2017 Travels travel blog

Carpes boondocking at San Antonio (NM) city park

After 270 days in Arizona Carpes finally head out

Crossing the Continental Divide in New Mexico

Hatch NM is home of some great chilies...

... and restaurants to match

Vista on I 25

Another beautiful view

How many remember Ralph Edwards' radio show?

We visited the Very Large Array (VLA)

VLA's very impressive Visitor's Center

Some of the VLA's 27 25-meter (83') dish antennae

A closer view of the dish antennae

"Arty" shot with azure sky

Detail of mechanism needed to move/aim dish

Another "gear head" shot of the gears 'n stuff

The base of a dish

Dish with people gives an idea of how huge they (the dishes)...

Dish transporter

The VLA control room

A "visitor" from ???

A view of Carpe Diem from the road

Fri, 05 May: Cinco de Mayo greetings to all...

In honor of Cinco de Mayo we thought we'd so something appropriate. So, we went to Mexico, well, New Mexico!

We spent a very restful nite at the Willcox AZ Elks Lodge.
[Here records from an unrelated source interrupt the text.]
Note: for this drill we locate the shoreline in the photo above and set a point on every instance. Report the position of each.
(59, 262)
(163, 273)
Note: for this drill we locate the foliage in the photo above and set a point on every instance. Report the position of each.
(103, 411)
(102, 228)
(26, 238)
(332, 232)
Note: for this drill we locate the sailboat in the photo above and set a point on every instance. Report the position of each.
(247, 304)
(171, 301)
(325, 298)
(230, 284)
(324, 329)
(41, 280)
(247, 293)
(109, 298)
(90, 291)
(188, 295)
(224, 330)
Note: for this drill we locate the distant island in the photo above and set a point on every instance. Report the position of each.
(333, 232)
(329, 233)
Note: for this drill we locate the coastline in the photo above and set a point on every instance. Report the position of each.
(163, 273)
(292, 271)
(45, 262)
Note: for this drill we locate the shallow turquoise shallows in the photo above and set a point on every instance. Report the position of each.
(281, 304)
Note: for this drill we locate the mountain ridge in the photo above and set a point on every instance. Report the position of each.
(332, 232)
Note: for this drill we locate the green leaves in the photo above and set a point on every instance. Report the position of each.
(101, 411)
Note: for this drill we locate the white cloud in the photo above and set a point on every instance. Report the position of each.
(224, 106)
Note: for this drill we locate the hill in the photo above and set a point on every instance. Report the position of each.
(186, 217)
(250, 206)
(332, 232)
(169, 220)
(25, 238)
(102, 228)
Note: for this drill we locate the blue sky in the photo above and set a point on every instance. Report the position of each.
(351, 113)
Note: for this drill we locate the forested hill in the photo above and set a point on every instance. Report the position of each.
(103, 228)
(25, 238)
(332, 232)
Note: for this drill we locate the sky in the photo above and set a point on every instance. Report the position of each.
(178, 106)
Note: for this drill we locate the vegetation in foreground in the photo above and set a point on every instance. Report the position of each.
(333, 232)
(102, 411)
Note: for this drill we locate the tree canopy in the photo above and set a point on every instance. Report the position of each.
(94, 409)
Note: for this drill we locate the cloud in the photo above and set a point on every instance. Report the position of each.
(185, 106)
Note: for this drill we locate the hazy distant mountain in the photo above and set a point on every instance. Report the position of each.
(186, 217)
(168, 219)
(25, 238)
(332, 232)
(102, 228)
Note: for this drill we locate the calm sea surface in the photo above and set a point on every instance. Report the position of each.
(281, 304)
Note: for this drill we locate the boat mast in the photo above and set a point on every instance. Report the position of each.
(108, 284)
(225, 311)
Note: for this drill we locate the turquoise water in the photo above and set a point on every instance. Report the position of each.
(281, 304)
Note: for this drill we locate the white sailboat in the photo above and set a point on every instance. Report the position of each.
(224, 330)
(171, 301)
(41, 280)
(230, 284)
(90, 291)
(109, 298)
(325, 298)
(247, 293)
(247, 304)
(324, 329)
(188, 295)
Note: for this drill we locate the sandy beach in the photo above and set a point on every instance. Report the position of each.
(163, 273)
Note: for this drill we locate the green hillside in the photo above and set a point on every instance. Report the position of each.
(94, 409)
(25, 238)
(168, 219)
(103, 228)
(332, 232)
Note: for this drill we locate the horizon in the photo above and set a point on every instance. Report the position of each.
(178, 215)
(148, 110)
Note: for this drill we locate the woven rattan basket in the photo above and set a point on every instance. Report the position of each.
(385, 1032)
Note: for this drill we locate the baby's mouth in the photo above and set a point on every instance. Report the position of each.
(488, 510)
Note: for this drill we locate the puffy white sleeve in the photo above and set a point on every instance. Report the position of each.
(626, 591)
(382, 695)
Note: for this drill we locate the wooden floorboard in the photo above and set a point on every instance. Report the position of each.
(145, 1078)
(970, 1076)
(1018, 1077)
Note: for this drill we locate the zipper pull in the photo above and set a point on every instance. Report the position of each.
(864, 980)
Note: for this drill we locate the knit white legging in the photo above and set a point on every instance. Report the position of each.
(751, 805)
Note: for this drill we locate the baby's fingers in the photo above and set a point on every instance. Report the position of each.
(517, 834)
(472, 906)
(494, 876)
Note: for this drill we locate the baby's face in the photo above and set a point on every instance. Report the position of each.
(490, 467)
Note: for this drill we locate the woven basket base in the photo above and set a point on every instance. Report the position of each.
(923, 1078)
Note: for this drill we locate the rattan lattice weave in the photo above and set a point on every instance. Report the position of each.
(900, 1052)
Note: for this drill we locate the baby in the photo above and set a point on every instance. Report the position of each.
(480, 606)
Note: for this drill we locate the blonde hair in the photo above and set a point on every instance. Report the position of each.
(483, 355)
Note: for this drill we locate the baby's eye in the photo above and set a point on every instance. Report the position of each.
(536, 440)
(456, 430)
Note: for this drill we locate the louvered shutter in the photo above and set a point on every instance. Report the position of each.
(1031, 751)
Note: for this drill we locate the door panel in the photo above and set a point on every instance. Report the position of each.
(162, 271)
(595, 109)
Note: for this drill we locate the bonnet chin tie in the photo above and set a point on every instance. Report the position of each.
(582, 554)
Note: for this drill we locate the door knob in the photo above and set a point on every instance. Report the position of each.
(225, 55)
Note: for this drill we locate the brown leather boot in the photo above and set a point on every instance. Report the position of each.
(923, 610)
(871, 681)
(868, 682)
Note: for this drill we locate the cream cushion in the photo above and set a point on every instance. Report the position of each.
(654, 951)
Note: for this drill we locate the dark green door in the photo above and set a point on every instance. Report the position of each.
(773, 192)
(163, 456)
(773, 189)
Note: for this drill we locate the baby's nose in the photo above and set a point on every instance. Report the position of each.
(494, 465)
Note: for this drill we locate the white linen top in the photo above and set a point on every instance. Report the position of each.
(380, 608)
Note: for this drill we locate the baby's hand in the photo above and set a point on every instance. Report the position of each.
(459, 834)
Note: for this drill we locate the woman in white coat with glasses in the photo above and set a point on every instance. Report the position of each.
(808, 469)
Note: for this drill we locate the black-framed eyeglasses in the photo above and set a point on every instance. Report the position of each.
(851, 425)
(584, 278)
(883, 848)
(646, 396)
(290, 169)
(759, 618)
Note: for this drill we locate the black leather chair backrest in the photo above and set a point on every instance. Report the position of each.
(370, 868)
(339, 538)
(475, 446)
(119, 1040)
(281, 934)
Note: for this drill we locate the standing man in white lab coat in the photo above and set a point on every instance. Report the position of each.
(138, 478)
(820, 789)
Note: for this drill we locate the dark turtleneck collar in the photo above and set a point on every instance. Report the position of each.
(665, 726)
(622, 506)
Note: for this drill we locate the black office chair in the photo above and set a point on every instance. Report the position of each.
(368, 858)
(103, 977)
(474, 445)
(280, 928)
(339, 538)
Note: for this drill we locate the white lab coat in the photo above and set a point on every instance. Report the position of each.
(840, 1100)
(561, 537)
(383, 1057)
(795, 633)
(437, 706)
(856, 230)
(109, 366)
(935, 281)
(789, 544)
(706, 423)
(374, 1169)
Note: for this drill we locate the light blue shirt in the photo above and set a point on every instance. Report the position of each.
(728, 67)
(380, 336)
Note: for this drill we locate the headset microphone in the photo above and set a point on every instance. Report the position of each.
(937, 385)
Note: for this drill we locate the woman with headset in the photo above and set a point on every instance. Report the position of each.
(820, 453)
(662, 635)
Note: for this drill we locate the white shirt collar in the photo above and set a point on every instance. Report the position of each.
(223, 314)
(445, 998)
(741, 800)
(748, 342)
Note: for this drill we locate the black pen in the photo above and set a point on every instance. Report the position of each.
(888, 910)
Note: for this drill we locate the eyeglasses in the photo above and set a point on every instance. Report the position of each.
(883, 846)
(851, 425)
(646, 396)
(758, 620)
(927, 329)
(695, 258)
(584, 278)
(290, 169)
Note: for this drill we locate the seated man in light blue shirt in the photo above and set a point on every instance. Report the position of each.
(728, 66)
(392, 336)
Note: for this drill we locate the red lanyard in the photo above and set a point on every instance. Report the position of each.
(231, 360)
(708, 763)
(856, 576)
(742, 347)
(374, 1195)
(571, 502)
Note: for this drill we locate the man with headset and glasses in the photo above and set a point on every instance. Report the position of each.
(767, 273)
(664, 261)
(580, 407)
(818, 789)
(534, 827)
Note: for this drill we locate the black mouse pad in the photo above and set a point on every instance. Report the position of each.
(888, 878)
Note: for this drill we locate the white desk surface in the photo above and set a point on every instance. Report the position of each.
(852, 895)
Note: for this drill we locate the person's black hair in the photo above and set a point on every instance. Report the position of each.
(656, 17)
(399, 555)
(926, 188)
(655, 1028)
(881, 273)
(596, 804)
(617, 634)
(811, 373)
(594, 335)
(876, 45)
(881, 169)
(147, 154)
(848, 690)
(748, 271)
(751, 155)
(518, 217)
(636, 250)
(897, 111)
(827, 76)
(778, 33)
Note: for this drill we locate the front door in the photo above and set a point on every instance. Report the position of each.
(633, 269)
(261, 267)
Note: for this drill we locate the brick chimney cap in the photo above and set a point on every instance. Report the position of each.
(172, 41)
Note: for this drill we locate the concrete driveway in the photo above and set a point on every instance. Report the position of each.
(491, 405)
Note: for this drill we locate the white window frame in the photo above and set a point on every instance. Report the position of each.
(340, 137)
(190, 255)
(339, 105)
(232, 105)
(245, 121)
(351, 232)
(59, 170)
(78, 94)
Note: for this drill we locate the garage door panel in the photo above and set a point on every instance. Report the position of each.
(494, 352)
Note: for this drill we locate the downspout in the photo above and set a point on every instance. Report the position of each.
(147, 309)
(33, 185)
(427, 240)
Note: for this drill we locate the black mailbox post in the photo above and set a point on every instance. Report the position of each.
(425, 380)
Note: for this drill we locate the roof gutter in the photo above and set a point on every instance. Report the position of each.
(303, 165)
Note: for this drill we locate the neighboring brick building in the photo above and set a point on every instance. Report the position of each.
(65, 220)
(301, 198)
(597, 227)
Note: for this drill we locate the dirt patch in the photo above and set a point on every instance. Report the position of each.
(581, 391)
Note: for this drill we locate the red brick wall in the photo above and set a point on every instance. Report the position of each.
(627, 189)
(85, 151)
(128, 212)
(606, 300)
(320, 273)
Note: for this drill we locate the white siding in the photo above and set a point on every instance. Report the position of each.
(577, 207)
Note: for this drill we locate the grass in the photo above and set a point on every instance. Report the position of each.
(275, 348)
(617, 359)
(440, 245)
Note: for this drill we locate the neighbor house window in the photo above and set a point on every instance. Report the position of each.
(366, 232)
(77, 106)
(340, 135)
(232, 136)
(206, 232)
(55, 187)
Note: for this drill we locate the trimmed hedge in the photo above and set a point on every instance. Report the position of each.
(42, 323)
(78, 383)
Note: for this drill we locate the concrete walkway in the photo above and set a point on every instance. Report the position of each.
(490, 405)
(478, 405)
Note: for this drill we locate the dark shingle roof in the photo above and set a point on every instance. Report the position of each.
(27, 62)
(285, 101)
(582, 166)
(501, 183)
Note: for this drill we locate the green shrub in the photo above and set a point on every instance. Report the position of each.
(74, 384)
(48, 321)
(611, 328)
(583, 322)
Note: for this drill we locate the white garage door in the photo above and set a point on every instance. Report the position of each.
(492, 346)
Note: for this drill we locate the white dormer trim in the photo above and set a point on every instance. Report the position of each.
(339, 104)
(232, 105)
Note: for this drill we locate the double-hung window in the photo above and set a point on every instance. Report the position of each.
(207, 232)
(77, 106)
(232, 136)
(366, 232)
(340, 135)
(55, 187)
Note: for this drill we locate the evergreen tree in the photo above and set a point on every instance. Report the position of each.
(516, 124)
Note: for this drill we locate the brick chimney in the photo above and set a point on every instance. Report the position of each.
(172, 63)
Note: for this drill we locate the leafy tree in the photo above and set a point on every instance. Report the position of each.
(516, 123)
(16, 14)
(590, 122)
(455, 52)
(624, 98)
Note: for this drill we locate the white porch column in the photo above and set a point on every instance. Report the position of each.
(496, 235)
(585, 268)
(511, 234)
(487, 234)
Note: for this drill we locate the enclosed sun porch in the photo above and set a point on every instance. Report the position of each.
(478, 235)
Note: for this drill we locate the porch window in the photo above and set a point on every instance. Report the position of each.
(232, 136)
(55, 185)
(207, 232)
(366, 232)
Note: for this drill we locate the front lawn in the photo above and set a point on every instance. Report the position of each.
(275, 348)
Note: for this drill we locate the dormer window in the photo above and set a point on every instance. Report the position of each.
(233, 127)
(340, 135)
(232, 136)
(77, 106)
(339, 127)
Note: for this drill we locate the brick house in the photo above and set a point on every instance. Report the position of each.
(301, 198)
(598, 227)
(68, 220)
Despite being a short distance from a busy Southern Pacific main line the trains didn't bother us as Willcox has a no whistle ordinance. So they made rumbly noises but no honking.

We were up early and enjoyed a relaxing breakfast. After getting the coach ready for travel we checked Carpe Dinkum's brakes and lites. Since we didn't unhitch the car that was all we needed to do.

Bob rolled wheels at 0845 and we headed east on I 10BL four or so miles till we merged back with I 10 itself. We were about forty miles from the New Mexico border so within the hour we finally got our coach and car out of Arizona. We entered Arizona 02 Aug of last year, which means they've been in the state for 270 days (about nine months). We, of course, were out of the country for five of those months visiting Austrasia, but our vehicles were becoming Arizonians. Today we disabused them of that.

A short distance east of the state line we crossed the Continental Divide, which means were east of something or other. We switched drivers at a nice rest stop between Lordsburg and Deming. This rest stop allows overnite parking and even has a separate area that would be perfect for that.

Sandi took us into Deming where we left the Interstate for NM 26, a nice two lane road that runs northeast from Deming to Hatch. That cuts the corner and precludes going to Las Cruces. At mile marker 10 on NM 26 we pulled into a closed truck scale for lunch. It was a lazy one, almost an hour. We are getting sooooo into this retirement thing.

Another thirty some miles on NM 26 got us to Hatch, one of our favorite towns simply for the fact that they grow Hatch Chilies. We didn't stop (this time!) but picked up I 25 north. Another driver swap and Bob took us in the final leg to the small town of San Antonio NM.

We are boondocking at a city park adjacent to the fire station. It is a huge level lot with nothing (and nobody) around. Driving into New Mexico moved us from MST to MDT, so we "lost" an hour. So, when we finally called it quits for the day it was after four local time. That's getting close to Happy Hour! Nevertheless, today's run was a long-for-us 279 miles with an overall fuel economy slightly north of 8 mpg.

We plan to stay here two days while we use this as a base for visiting the Very Large Array. More about the VLA anon...

Sat, 06 May: As planned, today we drove the car to the Very Large Array (VLA) Radio Telescope". This has been a minor "bucket list" item and the time was NOw!

The VLA is one of the world's largest radio telescope that consists of 27 huge dish antennae that are interconnected simulating one gargantuan dish. Each dish is 25 meters (83') in diameter and weighs 230 tons. They can be arranged along an inverted "Y" pattern to simulate an antenna up to 22 miles in diameter. Special transporters move each dish along 43 miles of railroad track to create a configuration that performs each task. Today they were all clustered fairly close together so we could see all 27 of them.

The data are fed from each dish using fiber optic lines to a central control room where a special purpose computer crunches the numbers and creates the desired results. The control room is staffed 24/7 and controls the dish positioning as dictated by the scientist/astronomer.

We took a tour that included a visit to the control room and view of the computer room. We were then left to our own devices and were able to wander around and even stand under one of the giant dishes. It was well worth the 61 mile drive (each way) and we encourage you to view the pix we've posted.

We are now back at the coach riding out a very windy afternoon. The temp is in the eighties, but the wind is keeping it reasonably comfy. At this altitude (4,000'+) it cools down very nicely and should be in the fifties overnite (we ran the heat this morning).

Tomorrow morning we'll drive eighty-some miles to the Albuquerque Elks Lodge where we hope to score one of their sites.